Hochement de tête du gosse qui me fait signe de le suivre. Traversée de broussailles, suivis du cocker la truffe collée au sol. On débouche sur une allée de graviers puis sur une rue qui longe le bistrot de la place. Je me débarrasse du bout de rame dans le premier container venu et remonte vers la gare à grands pas. Le gamin est parti de son côté, le chien baguenaudant derrière lui.

Encore un échec humiliant. Un accroc de plus dans mon estime, déjà bien entamée. Car des humiliations, j’en ai subi pas mal durant ma vie. Quand j’y repense, j’ai l’impression que mon histoire est une succession de rabaissements, de vexations. A l’école déjà, mon manque d’assurance et la condition modeste de ma famille me valaient d’être souvent « oublié » lors d’invitations à des anniversaires.

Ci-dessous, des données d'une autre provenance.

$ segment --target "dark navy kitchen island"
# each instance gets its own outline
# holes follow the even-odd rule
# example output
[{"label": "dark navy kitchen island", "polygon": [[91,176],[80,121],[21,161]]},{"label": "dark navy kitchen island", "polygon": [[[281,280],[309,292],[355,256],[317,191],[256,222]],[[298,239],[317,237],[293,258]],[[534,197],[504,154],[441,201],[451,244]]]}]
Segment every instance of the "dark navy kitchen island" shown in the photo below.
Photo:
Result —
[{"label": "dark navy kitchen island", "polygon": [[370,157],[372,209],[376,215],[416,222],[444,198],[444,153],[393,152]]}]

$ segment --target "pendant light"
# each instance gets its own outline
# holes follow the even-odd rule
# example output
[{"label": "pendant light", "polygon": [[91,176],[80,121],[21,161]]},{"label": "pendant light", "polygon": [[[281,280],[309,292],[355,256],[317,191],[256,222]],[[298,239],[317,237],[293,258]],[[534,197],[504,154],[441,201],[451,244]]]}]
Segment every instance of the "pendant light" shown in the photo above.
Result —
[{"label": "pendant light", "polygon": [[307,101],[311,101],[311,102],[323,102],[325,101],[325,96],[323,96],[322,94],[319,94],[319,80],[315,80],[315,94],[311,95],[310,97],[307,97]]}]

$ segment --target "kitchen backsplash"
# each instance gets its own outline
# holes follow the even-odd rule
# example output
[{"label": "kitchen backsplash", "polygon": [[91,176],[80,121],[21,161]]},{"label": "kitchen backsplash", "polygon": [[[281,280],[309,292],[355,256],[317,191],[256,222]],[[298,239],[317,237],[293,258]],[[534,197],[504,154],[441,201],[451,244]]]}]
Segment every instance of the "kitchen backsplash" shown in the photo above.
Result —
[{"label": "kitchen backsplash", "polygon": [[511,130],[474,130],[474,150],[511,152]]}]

Le lendemain, à la récréation, j’en écoutais les comptes-rendus cruellement enjolivés, les tripes gonflées d’une envieuse acidité.

A l’adolescence, pénalisé par un physique ingrat, je redoutais la proximité des groupes de filles quand en même temps je ressentais une attraction irrésistible à leur égard. Je les voyais ricaner sous cape à mon approche sans pour autant oser les aborder pour engager la conversation. Et mes modestes tentatives auprès de quelques-unes d’entre elles – les moins méchantes, les moins moqueuses – se sont soldées par de mémorables râteaux. Sans parler des railleries de mes camarades que mes échecs amenaient à des tempêtes de fou-rires.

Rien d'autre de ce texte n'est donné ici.